It remains unclear if preeclampsia (PE) is the result of a default pathway that is activated after insults to pregnancy or involves a unique pathological process. Furthermore, it is not yet understood if the different signs of this disease can be traced to a single cause or have multiple etiologies. A two-stage model has been proposed for the manifestation of PE (and discussed in detail in Chapter 20, Chapter 5, Chapter 7, Chapter 8 ): (1) abnormal placentation (preclinical), followed by (2) maternal responses that lead to the clinical presentation of this syndrome.

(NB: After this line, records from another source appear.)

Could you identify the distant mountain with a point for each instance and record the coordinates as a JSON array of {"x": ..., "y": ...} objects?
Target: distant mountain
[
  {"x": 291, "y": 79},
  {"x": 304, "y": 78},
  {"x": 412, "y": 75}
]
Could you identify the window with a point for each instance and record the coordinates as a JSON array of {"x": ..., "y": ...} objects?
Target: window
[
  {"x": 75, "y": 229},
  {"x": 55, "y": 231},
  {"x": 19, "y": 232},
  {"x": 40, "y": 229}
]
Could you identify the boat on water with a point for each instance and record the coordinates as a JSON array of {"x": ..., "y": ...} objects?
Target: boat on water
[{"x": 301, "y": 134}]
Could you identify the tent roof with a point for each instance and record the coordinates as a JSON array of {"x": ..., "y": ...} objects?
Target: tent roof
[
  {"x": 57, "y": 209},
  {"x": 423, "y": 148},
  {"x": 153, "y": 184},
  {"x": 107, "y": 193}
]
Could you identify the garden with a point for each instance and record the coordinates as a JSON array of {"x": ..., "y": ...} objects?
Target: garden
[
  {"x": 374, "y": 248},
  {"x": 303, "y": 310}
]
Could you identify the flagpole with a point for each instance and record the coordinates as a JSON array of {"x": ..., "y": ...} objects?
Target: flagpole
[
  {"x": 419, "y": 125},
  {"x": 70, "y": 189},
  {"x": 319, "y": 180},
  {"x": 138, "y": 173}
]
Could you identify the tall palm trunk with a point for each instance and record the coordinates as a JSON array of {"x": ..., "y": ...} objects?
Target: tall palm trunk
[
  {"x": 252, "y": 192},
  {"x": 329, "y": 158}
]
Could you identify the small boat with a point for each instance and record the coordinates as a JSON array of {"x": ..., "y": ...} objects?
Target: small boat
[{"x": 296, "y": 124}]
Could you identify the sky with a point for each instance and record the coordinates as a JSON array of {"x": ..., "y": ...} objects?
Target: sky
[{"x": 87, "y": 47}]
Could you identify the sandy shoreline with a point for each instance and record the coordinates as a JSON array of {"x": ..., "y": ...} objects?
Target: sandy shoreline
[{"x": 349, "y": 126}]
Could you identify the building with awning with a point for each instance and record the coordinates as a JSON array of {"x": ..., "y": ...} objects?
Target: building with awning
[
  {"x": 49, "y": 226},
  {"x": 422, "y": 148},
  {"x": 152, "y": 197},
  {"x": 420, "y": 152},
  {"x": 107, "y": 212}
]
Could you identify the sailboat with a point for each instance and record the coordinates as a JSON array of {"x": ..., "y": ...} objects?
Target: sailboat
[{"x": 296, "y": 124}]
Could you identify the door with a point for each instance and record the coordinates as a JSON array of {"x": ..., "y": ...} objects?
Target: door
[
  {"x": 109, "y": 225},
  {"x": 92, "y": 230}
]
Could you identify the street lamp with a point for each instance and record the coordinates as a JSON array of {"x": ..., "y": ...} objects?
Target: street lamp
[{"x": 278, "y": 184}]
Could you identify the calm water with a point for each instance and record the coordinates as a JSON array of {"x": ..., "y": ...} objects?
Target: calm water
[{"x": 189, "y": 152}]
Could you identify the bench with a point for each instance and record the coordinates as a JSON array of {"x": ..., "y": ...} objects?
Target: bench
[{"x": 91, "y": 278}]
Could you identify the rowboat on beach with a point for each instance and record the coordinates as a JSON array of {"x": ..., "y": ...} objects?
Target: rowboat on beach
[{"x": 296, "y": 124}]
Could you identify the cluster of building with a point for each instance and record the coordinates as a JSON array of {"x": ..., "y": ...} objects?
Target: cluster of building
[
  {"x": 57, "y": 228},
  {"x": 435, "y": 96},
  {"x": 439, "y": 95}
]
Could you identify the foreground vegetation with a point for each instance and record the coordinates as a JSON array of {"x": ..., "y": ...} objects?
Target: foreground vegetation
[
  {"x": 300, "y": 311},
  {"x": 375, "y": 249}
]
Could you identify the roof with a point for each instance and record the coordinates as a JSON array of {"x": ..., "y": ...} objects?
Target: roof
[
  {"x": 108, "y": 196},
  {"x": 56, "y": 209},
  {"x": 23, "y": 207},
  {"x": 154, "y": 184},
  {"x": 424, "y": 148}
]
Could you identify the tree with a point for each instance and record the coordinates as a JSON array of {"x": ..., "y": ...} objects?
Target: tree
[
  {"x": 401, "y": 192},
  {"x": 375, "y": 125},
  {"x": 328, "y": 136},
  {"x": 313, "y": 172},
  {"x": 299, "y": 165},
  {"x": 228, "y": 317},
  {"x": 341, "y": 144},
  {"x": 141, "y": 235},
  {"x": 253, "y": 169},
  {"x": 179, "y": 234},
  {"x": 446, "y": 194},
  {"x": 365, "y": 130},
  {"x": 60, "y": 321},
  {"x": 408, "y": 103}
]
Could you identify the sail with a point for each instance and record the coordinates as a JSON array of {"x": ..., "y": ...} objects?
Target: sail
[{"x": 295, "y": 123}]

Lastly, PE can be classified as early onset (<34 weeks), which often has the most serious consequences (severe preeclampsia [sPE]), or late onset (>34 weeks), which has better outcomes for both fetus and mother.
The placenta is a versatile organ that “transplants” the allogeneic conceptus to the uterus and supports embryonic/fetal growth, functions that change as pregnancy advances. It is therefore reasonable to assume that its epigenetic, genetic, and proteomic landscapes will fluctuate as gestation proceeds. Unraveling these underlying changes is important as they may provide the key to understanding when and how deviations from the normal program initiate the cascade leading to PE. Therefore, parallel analyses of human placentas from normal pregnancies throughout pregnancy and those complicated by PE are an essential part of a robust study design that eliminates gestational age as a confounding variable. Another important element is the application of novel global molecular profiling technologies, which can capture the complexities inherent in human biology and pathology. We believe that application of these strategies will lead to a better understanding of the causes of PE and biomarkers for the preclinical and clinically evident stages of this syndrome.

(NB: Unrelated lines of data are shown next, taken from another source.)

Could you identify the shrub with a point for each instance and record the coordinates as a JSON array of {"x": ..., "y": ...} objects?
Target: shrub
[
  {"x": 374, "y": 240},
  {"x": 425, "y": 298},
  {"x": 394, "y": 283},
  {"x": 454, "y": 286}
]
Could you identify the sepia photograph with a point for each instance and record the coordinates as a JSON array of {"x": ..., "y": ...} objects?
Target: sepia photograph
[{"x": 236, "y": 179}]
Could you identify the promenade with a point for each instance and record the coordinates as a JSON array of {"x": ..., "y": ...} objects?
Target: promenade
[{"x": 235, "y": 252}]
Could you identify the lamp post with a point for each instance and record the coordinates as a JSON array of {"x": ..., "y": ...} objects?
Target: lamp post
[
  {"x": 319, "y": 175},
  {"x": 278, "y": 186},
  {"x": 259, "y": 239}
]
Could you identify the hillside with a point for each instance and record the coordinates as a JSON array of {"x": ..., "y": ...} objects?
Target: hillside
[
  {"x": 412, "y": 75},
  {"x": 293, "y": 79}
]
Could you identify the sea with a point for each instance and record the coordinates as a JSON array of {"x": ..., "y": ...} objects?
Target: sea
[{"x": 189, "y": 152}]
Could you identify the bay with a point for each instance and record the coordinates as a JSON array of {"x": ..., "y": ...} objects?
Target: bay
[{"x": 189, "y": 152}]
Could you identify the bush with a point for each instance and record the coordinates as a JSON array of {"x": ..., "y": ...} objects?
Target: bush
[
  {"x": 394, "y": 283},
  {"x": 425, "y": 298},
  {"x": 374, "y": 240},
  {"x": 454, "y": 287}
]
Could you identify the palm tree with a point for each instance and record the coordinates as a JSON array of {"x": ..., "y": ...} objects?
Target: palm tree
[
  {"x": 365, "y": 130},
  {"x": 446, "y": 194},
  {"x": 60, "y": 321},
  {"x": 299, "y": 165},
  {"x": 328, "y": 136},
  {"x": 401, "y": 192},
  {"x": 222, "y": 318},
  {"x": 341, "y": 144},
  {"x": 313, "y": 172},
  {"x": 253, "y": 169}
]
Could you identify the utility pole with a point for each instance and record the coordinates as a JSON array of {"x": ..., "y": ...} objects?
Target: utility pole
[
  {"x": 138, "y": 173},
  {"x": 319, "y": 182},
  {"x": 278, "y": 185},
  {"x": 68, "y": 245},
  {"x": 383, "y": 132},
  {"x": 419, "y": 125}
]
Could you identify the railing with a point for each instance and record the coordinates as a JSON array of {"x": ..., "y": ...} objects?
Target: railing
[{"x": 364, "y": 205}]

Severe forms of PE occur early in gestation and are especially challenging to study due to the lack of available tissue. Samples of the maternal–fetal interface from uncomplicated pregnancies are not available after 24 weeks of gestation until term, when elective terminations are no longer permitted in many countries. Thus, it is impossible to obtain true control samples for studies of the severe forms of PE, which usually occur in the 24–34 week interval.
To address the lack of normal second/early third trimester tissue, our group has intensively studied placentas from noninfected preterm births (nPTBs) to determine if they are useful as gestational age-matched controls. Comparison of the maternal–fetal interface and cytotrophoblast (CTB) expression of stage-specific antigens in PE and nPTBs showed that latter samples are near normal at histological and molecular levels. We therefore concluded that nPTB placentas can be used as controls to study the effects of PE at cellular and molecular levels.

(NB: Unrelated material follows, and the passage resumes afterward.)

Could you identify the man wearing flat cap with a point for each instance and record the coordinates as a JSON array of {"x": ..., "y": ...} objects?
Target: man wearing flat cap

Because human tissue was unavailable to study factors that may be involved in abnormal placentation (stage 1), most studies focused on factors that play a role in maternal signs of PE (stage 2). Among other molecules, sFlt-1, , endoglin, and adrenomedullin have been implicated. In contrast, the mechanisms that precipitate abnormal placentation are largely unknown.
The availability of control samples allowed us to begin to uncover molecular networks that may be involved in the pathophysiology of this disease, specifically faulty placentation. Our group has carried out several transcriptomic studies at the maternal–fetal interface in control and preeclamptic placentas throughout the years. A chronological account of the results follows.
Unexpectedly, changes in gene expression between early (14–24 weeks) and late (37–40 weeks) pregnancy showed that hundreds of alterations occur toward term, whereas few differences were found before 24 weeks, highlighting the fact that gestational age is an important variable. These findings lend insights into the networks that are required for formation of the maternal–fetal interface during the second trimester, or for the preparation of these tissues for parturition.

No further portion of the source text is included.